Benchmarking Optimizers for MLPs in Tabular Deep Learning

TL;DR

Muon optimizer outperforms AdamW in MLP-based tabular deep learning, recommended if training efficiency is acceptable.

cs.LG 🔴 Advanced 2026-04-17 35 views

Yury Gorishniy Ivan Rubachev Dmitrii Feoktistov Artem Babenko

optimizers MLP tabular data deep learning benchmarking

Key Findings

Methodology

The study systematically compares 15 optimizers across 17 tabular datasets under a unified hyperparameter tuning and evaluation protocol. Special focus is given to the Muon optimizer, which has shown strong performance in various domains, including LLM training and information retrieval. Experiments involved standard ReLU MLPs and more advanced MLP variants like MLP† and TabM.

Key Results

Muon consistently outperforms AdamW across all MLP variants, with an average score improvement of 0.32. Specifically, on 17 datasets, Muon shows superior performance in most cases, particularly in complex models like TabM†.
The use of Exponential Moving Average (EMA) can further enhance AdamW's performance in some cases, but its effect is less pronounced in complex models compared to Muon.
Muon is approximately 1.03 times slower than AdamW in training but offers significant predictive performance improvements, especially in noisy, finite-data environments.

Significance

This research fills a gap in systematic studies on optimizer choice in tabular deep learning, providing a comprehensive benchmark. The superior performance of the Muon optimizer offers a new option for researchers and practitioners, particularly in scenarios requiring high generalization capabilities. The study also highlights the potential value of EMA in simple MLPs, though its effects are inconsistent in complex models.

Technical Contribution

The technical contribution lies in the first systematic evaluation of various optimizers on tabular data, particularly highlighting the superiority of the Muon optimizer. The study provides new experimental data and analysis, demonstrating Muon's consistent performance across various MLP architectures and exploring the potential application of EMA.

Novelty

This is the first study to systematically compare multiple optimizers in tabular deep learning, particularly introducing the Muon optimizer to this field.

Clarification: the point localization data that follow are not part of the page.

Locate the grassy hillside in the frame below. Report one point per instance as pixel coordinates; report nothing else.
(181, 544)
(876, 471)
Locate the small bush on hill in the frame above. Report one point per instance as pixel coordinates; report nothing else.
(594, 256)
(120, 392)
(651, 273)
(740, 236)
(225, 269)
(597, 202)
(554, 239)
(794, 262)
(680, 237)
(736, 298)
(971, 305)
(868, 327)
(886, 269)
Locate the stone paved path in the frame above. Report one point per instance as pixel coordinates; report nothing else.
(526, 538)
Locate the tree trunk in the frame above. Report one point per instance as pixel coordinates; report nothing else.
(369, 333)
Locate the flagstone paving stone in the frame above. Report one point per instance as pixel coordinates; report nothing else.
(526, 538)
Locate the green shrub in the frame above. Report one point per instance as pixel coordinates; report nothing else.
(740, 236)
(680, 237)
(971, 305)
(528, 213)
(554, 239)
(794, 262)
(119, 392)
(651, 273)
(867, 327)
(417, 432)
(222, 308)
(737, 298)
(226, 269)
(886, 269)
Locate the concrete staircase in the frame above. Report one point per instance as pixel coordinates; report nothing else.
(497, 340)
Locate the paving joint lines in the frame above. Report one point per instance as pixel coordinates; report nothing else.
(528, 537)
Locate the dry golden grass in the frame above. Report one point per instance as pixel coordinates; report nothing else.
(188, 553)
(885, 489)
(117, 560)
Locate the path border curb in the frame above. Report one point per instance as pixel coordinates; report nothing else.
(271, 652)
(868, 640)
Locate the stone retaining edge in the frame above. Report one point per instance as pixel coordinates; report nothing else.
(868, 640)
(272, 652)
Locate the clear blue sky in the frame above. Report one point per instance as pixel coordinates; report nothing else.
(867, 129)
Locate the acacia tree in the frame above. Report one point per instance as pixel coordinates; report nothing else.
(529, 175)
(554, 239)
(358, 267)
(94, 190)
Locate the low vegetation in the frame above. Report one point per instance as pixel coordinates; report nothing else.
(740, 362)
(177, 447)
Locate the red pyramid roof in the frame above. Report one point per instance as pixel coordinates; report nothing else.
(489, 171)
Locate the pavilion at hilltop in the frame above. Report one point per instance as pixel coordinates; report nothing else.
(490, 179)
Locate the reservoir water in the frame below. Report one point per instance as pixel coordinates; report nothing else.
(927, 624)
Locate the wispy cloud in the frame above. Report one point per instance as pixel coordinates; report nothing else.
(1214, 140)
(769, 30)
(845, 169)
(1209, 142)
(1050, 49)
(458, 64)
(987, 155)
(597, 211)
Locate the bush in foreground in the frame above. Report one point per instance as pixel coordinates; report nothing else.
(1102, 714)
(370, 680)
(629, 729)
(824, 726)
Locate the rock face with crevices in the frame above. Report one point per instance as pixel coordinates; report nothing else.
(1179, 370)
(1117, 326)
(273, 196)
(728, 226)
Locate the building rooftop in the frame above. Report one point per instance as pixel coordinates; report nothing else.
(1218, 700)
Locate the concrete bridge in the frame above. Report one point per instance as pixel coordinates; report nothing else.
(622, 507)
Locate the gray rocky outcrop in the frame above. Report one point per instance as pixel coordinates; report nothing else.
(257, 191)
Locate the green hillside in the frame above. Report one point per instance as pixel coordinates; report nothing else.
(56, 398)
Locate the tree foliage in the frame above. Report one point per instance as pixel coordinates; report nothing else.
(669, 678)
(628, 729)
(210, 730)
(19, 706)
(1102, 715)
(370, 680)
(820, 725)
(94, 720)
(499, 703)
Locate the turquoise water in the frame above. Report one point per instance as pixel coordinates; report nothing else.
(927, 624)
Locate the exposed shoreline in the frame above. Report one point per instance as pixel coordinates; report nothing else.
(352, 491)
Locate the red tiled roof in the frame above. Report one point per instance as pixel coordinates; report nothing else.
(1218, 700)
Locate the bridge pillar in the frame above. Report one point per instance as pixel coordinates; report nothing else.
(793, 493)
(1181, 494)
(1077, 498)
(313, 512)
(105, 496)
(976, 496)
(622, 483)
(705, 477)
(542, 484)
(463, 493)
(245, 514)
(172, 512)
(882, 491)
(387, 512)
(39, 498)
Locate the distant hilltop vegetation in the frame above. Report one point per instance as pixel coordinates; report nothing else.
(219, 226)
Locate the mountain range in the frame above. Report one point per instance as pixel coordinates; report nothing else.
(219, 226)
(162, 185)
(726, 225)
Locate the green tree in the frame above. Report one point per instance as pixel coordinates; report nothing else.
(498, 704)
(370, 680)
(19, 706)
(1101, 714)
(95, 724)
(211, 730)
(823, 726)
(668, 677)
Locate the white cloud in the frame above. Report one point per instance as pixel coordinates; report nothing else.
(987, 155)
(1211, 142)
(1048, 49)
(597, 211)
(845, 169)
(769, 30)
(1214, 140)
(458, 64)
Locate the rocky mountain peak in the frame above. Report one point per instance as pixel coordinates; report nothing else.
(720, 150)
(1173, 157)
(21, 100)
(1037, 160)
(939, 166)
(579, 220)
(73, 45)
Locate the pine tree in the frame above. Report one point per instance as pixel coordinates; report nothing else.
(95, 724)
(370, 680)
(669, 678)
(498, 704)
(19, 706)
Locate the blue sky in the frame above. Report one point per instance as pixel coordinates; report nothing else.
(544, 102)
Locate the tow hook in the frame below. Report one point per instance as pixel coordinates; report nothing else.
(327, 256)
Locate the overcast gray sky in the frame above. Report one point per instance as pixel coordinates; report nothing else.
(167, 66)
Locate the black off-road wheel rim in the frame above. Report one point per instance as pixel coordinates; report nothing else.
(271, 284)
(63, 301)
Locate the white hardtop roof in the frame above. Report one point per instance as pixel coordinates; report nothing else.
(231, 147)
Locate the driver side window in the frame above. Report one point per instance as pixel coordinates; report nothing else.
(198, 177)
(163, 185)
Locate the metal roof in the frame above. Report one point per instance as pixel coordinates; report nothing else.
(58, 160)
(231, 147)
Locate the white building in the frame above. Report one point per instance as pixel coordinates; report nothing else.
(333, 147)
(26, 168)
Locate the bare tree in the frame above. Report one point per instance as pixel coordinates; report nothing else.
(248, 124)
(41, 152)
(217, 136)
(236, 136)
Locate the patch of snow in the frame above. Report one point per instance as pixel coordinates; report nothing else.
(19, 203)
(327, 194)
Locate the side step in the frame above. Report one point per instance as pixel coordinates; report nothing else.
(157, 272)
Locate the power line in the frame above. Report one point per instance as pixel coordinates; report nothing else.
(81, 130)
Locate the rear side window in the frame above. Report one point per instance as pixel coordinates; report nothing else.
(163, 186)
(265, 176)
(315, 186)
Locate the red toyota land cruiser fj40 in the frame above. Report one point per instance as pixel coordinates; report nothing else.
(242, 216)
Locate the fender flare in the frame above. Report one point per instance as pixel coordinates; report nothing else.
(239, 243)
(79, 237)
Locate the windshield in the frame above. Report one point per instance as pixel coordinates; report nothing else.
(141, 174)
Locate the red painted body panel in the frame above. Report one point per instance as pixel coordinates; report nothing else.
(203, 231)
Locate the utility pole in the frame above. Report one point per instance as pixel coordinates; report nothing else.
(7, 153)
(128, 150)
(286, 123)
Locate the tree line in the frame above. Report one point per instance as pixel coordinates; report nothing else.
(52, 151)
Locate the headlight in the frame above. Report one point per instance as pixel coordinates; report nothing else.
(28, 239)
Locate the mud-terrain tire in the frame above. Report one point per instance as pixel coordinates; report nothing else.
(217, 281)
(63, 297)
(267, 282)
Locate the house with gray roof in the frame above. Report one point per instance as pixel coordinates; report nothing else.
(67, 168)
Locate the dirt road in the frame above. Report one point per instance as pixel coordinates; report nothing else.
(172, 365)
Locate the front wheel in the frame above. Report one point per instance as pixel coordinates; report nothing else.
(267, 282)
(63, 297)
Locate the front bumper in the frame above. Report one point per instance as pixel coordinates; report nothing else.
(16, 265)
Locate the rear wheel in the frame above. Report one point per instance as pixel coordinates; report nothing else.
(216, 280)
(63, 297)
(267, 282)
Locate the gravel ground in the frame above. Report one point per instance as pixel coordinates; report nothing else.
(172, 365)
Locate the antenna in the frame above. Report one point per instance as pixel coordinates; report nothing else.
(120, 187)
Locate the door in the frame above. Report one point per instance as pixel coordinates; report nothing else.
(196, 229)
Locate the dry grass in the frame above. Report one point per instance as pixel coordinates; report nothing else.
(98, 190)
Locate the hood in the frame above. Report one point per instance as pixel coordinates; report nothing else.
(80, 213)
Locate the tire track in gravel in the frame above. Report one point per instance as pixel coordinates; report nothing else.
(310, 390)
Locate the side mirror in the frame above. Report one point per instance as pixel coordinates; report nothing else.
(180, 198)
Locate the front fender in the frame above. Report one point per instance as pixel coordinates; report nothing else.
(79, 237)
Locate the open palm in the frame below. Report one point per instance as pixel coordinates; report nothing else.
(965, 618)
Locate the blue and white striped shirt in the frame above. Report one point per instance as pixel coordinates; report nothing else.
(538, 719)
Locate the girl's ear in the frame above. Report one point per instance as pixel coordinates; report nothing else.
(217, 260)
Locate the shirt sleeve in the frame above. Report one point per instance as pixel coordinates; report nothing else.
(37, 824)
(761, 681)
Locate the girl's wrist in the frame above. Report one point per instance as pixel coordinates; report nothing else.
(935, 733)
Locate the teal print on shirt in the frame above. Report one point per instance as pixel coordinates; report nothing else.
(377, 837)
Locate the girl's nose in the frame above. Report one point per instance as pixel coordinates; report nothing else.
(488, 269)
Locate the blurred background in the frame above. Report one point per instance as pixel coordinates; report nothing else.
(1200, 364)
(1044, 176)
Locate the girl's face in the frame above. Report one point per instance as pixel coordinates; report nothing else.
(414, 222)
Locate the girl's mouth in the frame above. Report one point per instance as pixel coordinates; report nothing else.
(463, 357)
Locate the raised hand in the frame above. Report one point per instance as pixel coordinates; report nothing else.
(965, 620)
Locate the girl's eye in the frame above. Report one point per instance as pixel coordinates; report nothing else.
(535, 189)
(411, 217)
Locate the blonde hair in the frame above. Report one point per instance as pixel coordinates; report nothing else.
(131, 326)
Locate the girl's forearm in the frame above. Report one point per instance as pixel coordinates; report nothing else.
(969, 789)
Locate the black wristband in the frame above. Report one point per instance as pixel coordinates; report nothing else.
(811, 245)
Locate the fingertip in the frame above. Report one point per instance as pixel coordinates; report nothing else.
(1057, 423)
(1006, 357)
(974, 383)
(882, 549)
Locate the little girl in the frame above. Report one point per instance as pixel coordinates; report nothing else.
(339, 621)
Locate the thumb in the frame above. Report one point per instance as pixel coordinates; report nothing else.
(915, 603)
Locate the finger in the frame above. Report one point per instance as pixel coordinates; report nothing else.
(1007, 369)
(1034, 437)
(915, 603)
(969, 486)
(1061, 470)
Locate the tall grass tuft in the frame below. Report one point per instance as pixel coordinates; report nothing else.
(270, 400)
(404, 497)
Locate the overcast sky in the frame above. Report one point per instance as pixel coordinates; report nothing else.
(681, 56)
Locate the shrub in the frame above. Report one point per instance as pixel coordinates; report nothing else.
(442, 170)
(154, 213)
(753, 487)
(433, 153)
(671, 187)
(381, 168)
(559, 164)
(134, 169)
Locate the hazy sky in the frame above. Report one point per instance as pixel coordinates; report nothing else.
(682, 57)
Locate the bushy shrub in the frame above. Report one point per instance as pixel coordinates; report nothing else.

Unlike previous studies that focused mainly on architecture design, this paper emphasizes the impact of optimizer choice on model performance.

Limitations

The study is limited to MLP architectures and does not cover other deep learning models like CNNs or GNNs, which limits the generalizability of the results.
Muon's slower training speed may not be suitable for scenarios with limited computational resources.
The study does not delve into the performance differences of optimizers on specific datasets, requiring more detailed analysis in the future.

Future Work

Future research could extend to other types of deep learning models, such as CNNs and GNNs, to explore the potential applications of the Muon optimizer in different domains. Additionally, optimizing Muon's training efficiency could make it more competitive in resource-constrained environments.

AI Executive Summary

In modern deep learning, Multi-Layer Perceptrons (MLPs) are a crucial architecture for supervised learning on tabular data, with AdamW being the default optimizer for training these models. However, despite the emergence of promising new optimizers in other domains, the choice of optimizer in tabular deep learning has not been systematically studied.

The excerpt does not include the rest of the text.